C’était un béquilleux, infirme des deux jambes. Habillé de la blouse noire des typographes, — il l’était, à temps perdu, je suppose — coiffé de ses longs cheveux noirs, il se donnait les allures d’un Christ. Et, ce qui rendait la comparaison plus frappante, il était toujours suivi d’un troupeau de femmes, que je ne me hasarderai pas à qualifier de saintes.

Il vivait, m’a-t-on dit, avec les deux sœurs, ayant un enfant de l’une d’elles. Le plus pitoyable, c’est que si l’homme était détraqué — ou jouait à l’être — les femmes ne l’étaient pas. Fort intelligentes au contraire. Mais, lorsqu’il s’agit de sexualité, les plus intelligentes peuvent agir le plus stupidement.
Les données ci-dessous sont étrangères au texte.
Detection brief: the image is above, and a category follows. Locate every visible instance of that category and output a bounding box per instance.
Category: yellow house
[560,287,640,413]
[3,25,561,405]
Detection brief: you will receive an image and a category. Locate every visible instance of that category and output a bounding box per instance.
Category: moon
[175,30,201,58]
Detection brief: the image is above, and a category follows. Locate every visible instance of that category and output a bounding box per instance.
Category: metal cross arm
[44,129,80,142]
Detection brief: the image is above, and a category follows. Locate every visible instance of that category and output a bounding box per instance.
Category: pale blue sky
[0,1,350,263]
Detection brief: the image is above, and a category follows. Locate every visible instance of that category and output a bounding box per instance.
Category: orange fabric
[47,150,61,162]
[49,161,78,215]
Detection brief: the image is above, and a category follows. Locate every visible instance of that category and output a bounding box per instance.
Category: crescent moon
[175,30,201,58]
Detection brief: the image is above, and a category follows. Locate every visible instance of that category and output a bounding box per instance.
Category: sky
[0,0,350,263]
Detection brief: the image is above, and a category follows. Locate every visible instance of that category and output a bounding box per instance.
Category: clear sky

Ce qui est certain, c’est qu’il représentait un cas pathologique d’éréthisme sexuel aigu. Méreaux me raconta que, avant que l’on eût appris à le jauger, on lui avait demandé de venir faire une conférence aux « Soirées de Montreuil ». Il y parla sur la vie des chemineaux. Toute la soirée, à tout propos et hors de propos, ce ne furent que des allusions aux parties sexuelles et à l’acte génésique.

Il m’a été raconté d’autre part que, étant allé donner une conférence dans une autre partie de la banlieue, assez éloignée de Paris, un camarade, la soirée ayant fini tard, lui offrit l’hospitalité pour la nuit. Le matin, au réveil, la femme du camarade frappe à la porte de Libertad pour lui donner son déjeuner, — N’entrez pas, cria ce dernier, je ne suis pas présentable. Et, s’étant mis nu comme un ver, debout sur son lit : « Vous pouvez entrer ! » cria-t-il.

J’ignore s’il fut mis à la porte avec tous les honneurs qui lui étaient dus, mais il faut avouer que les types de son espèce ont eu, parmi nous, et par trop souvent, affaire à des camarades par trop bénévoles.